The TEA suggests that the cost of HAp production using the osteoyeast platform is highly attractive. Assuming an HAp selling price of 50 USD/kg, the annual profit from HAp synthesis was estimated to range between $19.1 and $138/m3 of urine, depending on the system performance and deployment context. In contrast, nitrogen recovery as ammonium sulfate liquid fertilizer through the UD process was estimated to cost around $12–$33/m3 of urine56. Thus, the profit from HAp production can make the UD process financially attractive. Although this margin may not be guaranteed as the scale increases, reducing the cost of HAp synthesis could significantly expand its applications, including air and water purification, soil treatment16, flame resistance and thermal protection57, plastic replacement, and construction materials.
Given the low MPSP and the high market prices of nano-HAp52,53,54, additional processes could also be employed to improve the HAp product quality (e.g., purity, size, and morphology) and potentially further increase the profit margin of this system despite the additional costs. To fully realize this potential, future research and development efforts should focus on advancing purification techniques, optimizing scale-up processes, and exploring regionally-specific market entrance opportunities to ensure broader adoption and commercial success. Our TEA suggests that total phosphorus (TP) concentration and HAp yield are two of the major cost drivers. TP can be easily increased by adding cheap phosphate to the culture, and will naturally increase with diet shifts from animal to vegetal protein sources8. In contrast, improving HAp titer and yield will likely require further modification of the osteoyeast platform.

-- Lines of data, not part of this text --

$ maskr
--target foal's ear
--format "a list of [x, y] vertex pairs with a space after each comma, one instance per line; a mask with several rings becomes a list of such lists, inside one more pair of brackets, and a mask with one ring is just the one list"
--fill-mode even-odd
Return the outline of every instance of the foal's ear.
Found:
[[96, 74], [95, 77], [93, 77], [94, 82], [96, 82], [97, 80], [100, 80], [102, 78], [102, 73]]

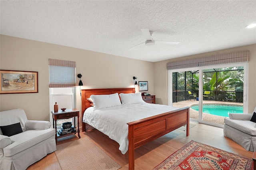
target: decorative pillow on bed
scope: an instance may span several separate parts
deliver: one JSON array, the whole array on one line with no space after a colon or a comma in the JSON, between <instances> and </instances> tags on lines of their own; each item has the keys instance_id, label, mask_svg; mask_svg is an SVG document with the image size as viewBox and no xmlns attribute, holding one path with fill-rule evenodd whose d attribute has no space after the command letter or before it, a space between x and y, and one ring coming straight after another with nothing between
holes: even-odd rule
<instances>
[{"instance_id":1,"label":"decorative pillow on bed","mask_svg":"<svg viewBox=\"0 0 256 170\"><path fill-rule=\"evenodd\" d=\"M121 100L123 104L135 104L145 103L141 96L141 93L120 93Z\"/></svg>"},{"instance_id":2,"label":"decorative pillow on bed","mask_svg":"<svg viewBox=\"0 0 256 170\"><path fill-rule=\"evenodd\" d=\"M109 95L92 95L90 97L93 101L94 109L100 109L122 105L117 93Z\"/></svg>"},{"instance_id":3,"label":"decorative pillow on bed","mask_svg":"<svg viewBox=\"0 0 256 170\"><path fill-rule=\"evenodd\" d=\"M89 97L86 99L90 102L90 105L92 106L94 106L94 105L93 105L93 101L92 100L91 98Z\"/></svg>"},{"instance_id":4,"label":"decorative pillow on bed","mask_svg":"<svg viewBox=\"0 0 256 170\"><path fill-rule=\"evenodd\" d=\"M90 102L91 103L93 103L93 101L92 100L92 99L91 98L89 97L88 98L86 99L87 99L87 100L89 101L90 101Z\"/></svg>"}]
</instances>

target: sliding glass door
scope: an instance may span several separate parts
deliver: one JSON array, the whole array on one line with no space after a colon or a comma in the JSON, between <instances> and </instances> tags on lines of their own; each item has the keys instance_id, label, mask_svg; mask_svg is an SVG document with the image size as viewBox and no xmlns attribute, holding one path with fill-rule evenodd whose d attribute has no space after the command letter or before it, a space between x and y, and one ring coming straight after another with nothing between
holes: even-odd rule
<instances>
[{"instance_id":1,"label":"sliding glass door","mask_svg":"<svg viewBox=\"0 0 256 170\"><path fill-rule=\"evenodd\" d=\"M246 64L169 71L170 105L190 107L190 120L223 127L230 113L247 112L246 73Z\"/></svg>"}]
</instances>

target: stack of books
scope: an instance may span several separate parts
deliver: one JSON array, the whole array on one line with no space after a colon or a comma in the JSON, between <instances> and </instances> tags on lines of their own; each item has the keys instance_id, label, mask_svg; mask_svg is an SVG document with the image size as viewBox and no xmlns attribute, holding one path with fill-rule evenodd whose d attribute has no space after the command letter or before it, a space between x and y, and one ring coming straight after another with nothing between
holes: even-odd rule
<instances>
[{"instance_id":1,"label":"stack of books","mask_svg":"<svg viewBox=\"0 0 256 170\"><path fill-rule=\"evenodd\" d=\"M67 128L64 128L62 127L61 127L58 130L57 132L59 135L61 135L76 132L76 129L74 126L72 126L71 127Z\"/></svg>"}]
</instances>

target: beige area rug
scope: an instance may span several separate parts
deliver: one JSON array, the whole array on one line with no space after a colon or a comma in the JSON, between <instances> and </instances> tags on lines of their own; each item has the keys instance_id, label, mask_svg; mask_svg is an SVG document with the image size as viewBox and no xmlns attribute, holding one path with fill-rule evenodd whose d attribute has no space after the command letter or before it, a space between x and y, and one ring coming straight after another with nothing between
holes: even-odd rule
<instances>
[{"instance_id":1,"label":"beige area rug","mask_svg":"<svg viewBox=\"0 0 256 170\"><path fill-rule=\"evenodd\" d=\"M62 170L118 170L121 166L87 138L56 146Z\"/></svg>"},{"instance_id":2,"label":"beige area rug","mask_svg":"<svg viewBox=\"0 0 256 170\"><path fill-rule=\"evenodd\" d=\"M193 124L191 123L189 123L189 128L191 128L193 127L196 126L196 125ZM185 125L185 126L182 126L180 128L178 128L178 129L181 130L183 131L186 131L187 130L187 125Z\"/></svg>"}]
</instances>

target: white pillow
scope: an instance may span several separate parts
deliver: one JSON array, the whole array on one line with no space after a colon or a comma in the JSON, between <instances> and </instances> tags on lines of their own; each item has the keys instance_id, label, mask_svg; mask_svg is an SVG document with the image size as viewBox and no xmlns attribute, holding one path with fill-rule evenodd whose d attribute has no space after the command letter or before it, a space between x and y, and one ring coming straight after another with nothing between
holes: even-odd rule
<instances>
[{"instance_id":1,"label":"white pillow","mask_svg":"<svg viewBox=\"0 0 256 170\"><path fill-rule=\"evenodd\" d=\"M120 93L121 100L123 104L135 104L145 103L141 96L141 93Z\"/></svg>"},{"instance_id":2,"label":"white pillow","mask_svg":"<svg viewBox=\"0 0 256 170\"><path fill-rule=\"evenodd\" d=\"M93 101L94 109L100 109L122 105L117 93L109 95L92 95L90 97Z\"/></svg>"}]
</instances>

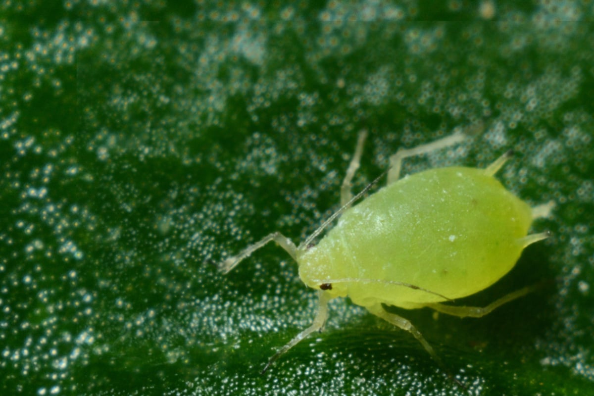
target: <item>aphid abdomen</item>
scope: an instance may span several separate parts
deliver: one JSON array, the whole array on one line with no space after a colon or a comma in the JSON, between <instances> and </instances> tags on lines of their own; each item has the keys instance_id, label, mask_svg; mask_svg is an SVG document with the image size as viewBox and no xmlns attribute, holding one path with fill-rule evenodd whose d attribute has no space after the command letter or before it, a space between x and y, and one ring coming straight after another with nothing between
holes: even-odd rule
<instances>
[{"instance_id":1,"label":"aphid abdomen","mask_svg":"<svg viewBox=\"0 0 594 396\"><path fill-rule=\"evenodd\" d=\"M444 299L389 281L459 298L513 267L523 247L518 240L531 222L530 207L484 169L431 169L345 211L311 254L304 255L304 262L300 259L300 274L314 287L307 280L358 280L341 285L340 294L364 306L416 308Z\"/></svg>"}]
</instances>

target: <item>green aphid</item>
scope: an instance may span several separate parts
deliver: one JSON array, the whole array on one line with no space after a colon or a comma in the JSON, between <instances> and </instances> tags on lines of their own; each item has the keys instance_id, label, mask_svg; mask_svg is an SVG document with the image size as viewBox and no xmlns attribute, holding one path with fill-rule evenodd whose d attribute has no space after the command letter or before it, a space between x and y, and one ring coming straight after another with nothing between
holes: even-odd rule
<instances>
[{"instance_id":1,"label":"green aphid","mask_svg":"<svg viewBox=\"0 0 594 396\"><path fill-rule=\"evenodd\" d=\"M399 179L403 159L454 144L465 137L457 132L400 149L390 159L387 185L353 205L373 184L352 196L351 180L359 167L366 136L365 131L359 135L343 182L342 207L313 234L296 246L275 232L220 264L226 273L274 240L297 262L304 283L318 290L314 322L281 348L263 371L323 328L328 302L336 297L348 296L374 315L410 332L443 366L415 326L387 312L383 305L429 307L461 318L478 318L534 289L525 287L484 308L443 303L493 284L513 267L525 248L549 236L548 232L529 235L528 230L534 219L549 215L553 203L530 208L494 177L511 157L511 151L484 169L437 168ZM314 244L337 218L337 224Z\"/></svg>"}]
</instances>

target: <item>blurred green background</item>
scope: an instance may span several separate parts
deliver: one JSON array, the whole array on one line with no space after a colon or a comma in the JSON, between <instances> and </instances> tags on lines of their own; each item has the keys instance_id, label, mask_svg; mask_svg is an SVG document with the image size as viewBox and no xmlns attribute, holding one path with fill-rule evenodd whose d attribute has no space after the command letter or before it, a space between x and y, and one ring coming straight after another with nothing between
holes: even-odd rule
<instances>
[{"instance_id":1,"label":"blurred green background","mask_svg":"<svg viewBox=\"0 0 594 396\"><path fill-rule=\"evenodd\" d=\"M408 334L331 303L271 245L336 210L388 156L459 128L403 172L485 166L553 200L479 319L414 323L472 395L594 392L594 4L5 1L0 3L0 393L466 394ZM476 126L482 126L481 128Z\"/></svg>"}]
</instances>

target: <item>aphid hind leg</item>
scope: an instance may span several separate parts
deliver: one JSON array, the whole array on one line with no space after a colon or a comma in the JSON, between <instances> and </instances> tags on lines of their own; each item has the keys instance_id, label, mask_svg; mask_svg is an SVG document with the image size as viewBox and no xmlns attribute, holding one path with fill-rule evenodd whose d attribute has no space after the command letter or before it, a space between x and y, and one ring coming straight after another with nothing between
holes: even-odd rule
<instances>
[{"instance_id":1,"label":"aphid hind leg","mask_svg":"<svg viewBox=\"0 0 594 396\"><path fill-rule=\"evenodd\" d=\"M268 234L255 243L252 243L252 245L249 245L236 255L228 257L223 260L222 262L219 264L219 269L223 273L226 274L229 271L231 271L231 270L235 268L235 267L237 266L237 265L239 264L239 262L241 262L244 258L249 257L252 253L266 245L266 243L268 243L271 240L274 240L275 242L280 245L280 247L286 251L286 252L291 255L291 257L296 260L297 248L295 246L295 244L291 242L290 239L277 231L276 232L273 232L271 234Z\"/></svg>"},{"instance_id":2,"label":"aphid hind leg","mask_svg":"<svg viewBox=\"0 0 594 396\"><path fill-rule=\"evenodd\" d=\"M426 143L412 148L399 148L396 153L390 157L390 169L388 170L388 184L391 184L399 179L400 176L400 167L402 160L409 157L426 154L440 148L447 147L462 141L465 138L460 131L454 132L445 137L438 139L431 143Z\"/></svg>"},{"instance_id":3,"label":"aphid hind leg","mask_svg":"<svg viewBox=\"0 0 594 396\"><path fill-rule=\"evenodd\" d=\"M459 316L460 318L480 318L490 313L494 309L498 308L504 304L508 303L516 299L519 299L520 297L523 297L529 293L534 292L539 287L539 285L533 285L532 286L527 286L526 287L523 287L519 290L512 292L508 294L505 294L500 299L495 300L485 307L456 306L454 305L447 305L440 303L431 303L425 304L425 306L434 309L438 312L451 315L454 316Z\"/></svg>"},{"instance_id":4,"label":"aphid hind leg","mask_svg":"<svg viewBox=\"0 0 594 396\"><path fill-rule=\"evenodd\" d=\"M342 182L342 186L340 187L340 206L343 207L346 205L350 199L353 198L353 194L350 191L352 187L351 182L353 181L353 176L355 172L359 169L361 165L361 154L363 153L363 145L365 144L365 138L367 137L367 130L363 129L359 132L359 137L357 139L357 145L355 148L355 154L350 159L349 164L349 168L346 170L346 175L345 179Z\"/></svg>"},{"instance_id":5,"label":"aphid hind leg","mask_svg":"<svg viewBox=\"0 0 594 396\"><path fill-rule=\"evenodd\" d=\"M314 322L307 329L297 334L294 338L283 346L282 348L277 351L276 353L273 355L272 357L268 361L261 373L264 373L270 365L273 363L281 356L284 354L287 351L296 345L300 341L305 339L308 335L312 332L321 331L328 319L328 302L330 300L330 296L328 293L321 290L318 291L318 313L315 314L315 318Z\"/></svg>"}]
</instances>

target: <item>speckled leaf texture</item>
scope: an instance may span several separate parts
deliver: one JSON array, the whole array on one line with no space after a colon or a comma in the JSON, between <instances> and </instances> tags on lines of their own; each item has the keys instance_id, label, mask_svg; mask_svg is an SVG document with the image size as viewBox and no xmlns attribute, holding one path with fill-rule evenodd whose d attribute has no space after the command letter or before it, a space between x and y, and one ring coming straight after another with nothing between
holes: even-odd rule
<instances>
[{"instance_id":1,"label":"speckled leaf texture","mask_svg":"<svg viewBox=\"0 0 594 396\"><path fill-rule=\"evenodd\" d=\"M594 392L594 3L0 2L0 394ZM484 167L552 236L481 319L330 304L323 332L263 375L316 297L271 244L336 210L358 132L360 191L389 156L455 131L404 173ZM381 183L384 182L382 181ZM376 186L375 188L377 188Z\"/></svg>"}]
</instances>

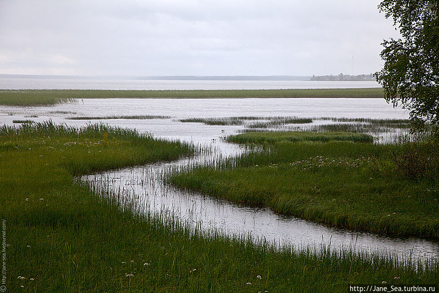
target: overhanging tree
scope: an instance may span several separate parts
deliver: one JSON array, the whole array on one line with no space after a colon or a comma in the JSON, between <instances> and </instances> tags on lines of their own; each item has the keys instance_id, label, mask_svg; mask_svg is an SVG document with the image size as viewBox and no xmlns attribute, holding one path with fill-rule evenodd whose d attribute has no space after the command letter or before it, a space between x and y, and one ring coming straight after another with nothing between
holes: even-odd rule
<instances>
[{"instance_id":1,"label":"overhanging tree","mask_svg":"<svg viewBox=\"0 0 439 293\"><path fill-rule=\"evenodd\" d=\"M382 43L383 69L375 73L385 98L401 105L416 123L439 123L439 0L384 0L401 38Z\"/></svg>"}]
</instances>

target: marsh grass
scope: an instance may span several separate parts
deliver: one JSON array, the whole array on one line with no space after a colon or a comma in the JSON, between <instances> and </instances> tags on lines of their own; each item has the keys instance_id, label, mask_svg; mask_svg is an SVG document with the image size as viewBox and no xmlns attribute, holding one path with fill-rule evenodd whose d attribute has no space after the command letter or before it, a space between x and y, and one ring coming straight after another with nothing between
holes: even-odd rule
<instances>
[{"instance_id":1,"label":"marsh grass","mask_svg":"<svg viewBox=\"0 0 439 293\"><path fill-rule=\"evenodd\" d=\"M285 124L311 123L311 118L295 116L237 116L193 118L179 119L180 122L203 123L206 125L244 125L250 128L266 128Z\"/></svg>"},{"instance_id":2,"label":"marsh grass","mask_svg":"<svg viewBox=\"0 0 439 293\"><path fill-rule=\"evenodd\" d=\"M246 132L226 138L229 142L239 144L261 144L276 142L348 141L372 142L373 138L362 133L346 132L312 132L309 131L277 131Z\"/></svg>"},{"instance_id":3,"label":"marsh grass","mask_svg":"<svg viewBox=\"0 0 439 293\"><path fill-rule=\"evenodd\" d=\"M25 120L12 120L12 123L34 123L33 120L26 119Z\"/></svg>"},{"instance_id":4,"label":"marsh grass","mask_svg":"<svg viewBox=\"0 0 439 293\"><path fill-rule=\"evenodd\" d=\"M105 119L167 119L170 116L153 115L113 115L106 116L75 116L67 119L70 120L102 120Z\"/></svg>"},{"instance_id":5,"label":"marsh grass","mask_svg":"<svg viewBox=\"0 0 439 293\"><path fill-rule=\"evenodd\" d=\"M212 99L242 98L379 98L382 88L107 90L0 90L0 105L17 106L54 105L81 99Z\"/></svg>"},{"instance_id":6,"label":"marsh grass","mask_svg":"<svg viewBox=\"0 0 439 293\"><path fill-rule=\"evenodd\" d=\"M399 176L392 156L401 146L324 141L330 136L309 141L317 140L314 134L297 135L303 141L291 142L288 132L230 136L234 142L266 144L169 180L181 188L339 227L439 239L439 184Z\"/></svg>"},{"instance_id":7,"label":"marsh grass","mask_svg":"<svg viewBox=\"0 0 439 293\"><path fill-rule=\"evenodd\" d=\"M136 212L123 194L94 193L72 177L176 159L192 153L190 146L50 122L0 127L0 142L8 292L345 292L349 275L353 284L438 279L435 262L416 269L385 254L279 251L243 236L189 233L172 216Z\"/></svg>"}]
</instances>

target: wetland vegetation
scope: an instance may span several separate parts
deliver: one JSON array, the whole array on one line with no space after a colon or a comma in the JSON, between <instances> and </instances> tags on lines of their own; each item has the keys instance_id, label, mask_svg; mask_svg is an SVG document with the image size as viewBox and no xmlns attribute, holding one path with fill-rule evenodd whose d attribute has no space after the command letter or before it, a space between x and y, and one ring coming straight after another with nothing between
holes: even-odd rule
<instances>
[{"instance_id":1,"label":"wetland vegetation","mask_svg":"<svg viewBox=\"0 0 439 293\"><path fill-rule=\"evenodd\" d=\"M258 90L0 90L0 105L54 105L81 99L213 99L243 98L380 98L382 89L307 89Z\"/></svg>"},{"instance_id":2,"label":"wetland vegetation","mask_svg":"<svg viewBox=\"0 0 439 293\"><path fill-rule=\"evenodd\" d=\"M350 283L429 284L439 277L439 265L434 260L417 267L391 255L366 254L355 249L278 251L246 240L244 235L230 238L213 231L194 234L172 218L136 212L122 194L109 197L94 194L75 179L92 172L175 160L196 151L189 145L102 125L78 128L51 123L4 126L0 127L0 140L3 187L0 189L0 216L6 221L7 284L12 292L344 292ZM382 146L346 142L272 143L278 145L269 152L239 158L239 167L235 170L200 170L208 193L213 193L221 182L233 183L236 179L227 172L260 175L259 168L269 177L264 182L255 185L254 179L240 180L253 188L250 193L270 191L274 176L281 175L283 170L297 177L297 170L311 179L313 172L321 174L341 168L354 170L353 176L367 177L362 172L369 172L369 162L385 157L387 151ZM320 159L329 161L320 157L323 151L327 157L339 160L320 166ZM368 156L351 161L359 154ZM306 159L293 164L302 156ZM311 170L302 170L305 168ZM191 175L195 179L197 172L189 174L195 174ZM220 180L210 180L209 172ZM348 175L342 171L342 175L340 181L347 183ZM304 183L302 188L312 194L321 183L332 186L330 179L308 186ZM372 188L364 182L367 180L360 184ZM230 186L223 185L221 188L228 192ZM377 188L385 187L379 185ZM415 188L422 191L423 186ZM342 197L342 190L330 190L333 197L348 202L349 198ZM375 191L383 196L380 202L383 209L397 210L386 203L389 198L385 194ZM433 190L423 192L412 200L429 205L437 194ZM269 200L263 197L259 197L262 201L256 204ZM251 203L250 199L248 196L247 202ZM400 199L406 200L402 196ZM338 204L333 202L322 202L319 207ZM429 209L433 212L437 208ZM415 210L411 214L416 217L416 213ZM385 215L389 222L399 216L390 215ZM344 218L339 218L341 221Z\"/></svg>"},{"instance_id":3,"label":"wetland vegetation","mask_svg":"<svg viewBox=\"0 0 439 293\"><path fill-rule=\"evenodd\" d=\"M411 149L413 144L374 145L367 143L370 136L344 132L248 132L226 139L259 146L238 158L174 174L171 182L341 228L439 239L434 145ZM407 155L407 150L419 154L421 149L423 156Z\"/></svg>"}]
</instances>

To increase HAp production, several genetic modifications can be explored. Urine contains sufficient urea to synthesize 60–90 mM of HAp, whereas our current production is limited to ~4 mM. Optimizing the reaction may involve increasing the Ca and P fluxes into both the cytosol and vacuoles, synthesizing polyphosphate in vacuoles, and breaking down polyphosphate to monophosphate in extracellular vesicles (EVs). Additionally, we can explore accelerating the secretion of ACP EVs. For instance, it is understood that diverse pathways such as the vesicle-containing vacuoles, Golgi apparatus secretory pathways, and ESCRT machinery are involved in EV secretion38,39,58,59. Modulating these pathways could change the number of EVs secreted or their size and morphology. Furthermore, the cell wall is an obstacle to EV secretion. Deleting genes for cell wall biosynthesis or engineering enzymes in EVs that modify cell walls could also improve EV secretion.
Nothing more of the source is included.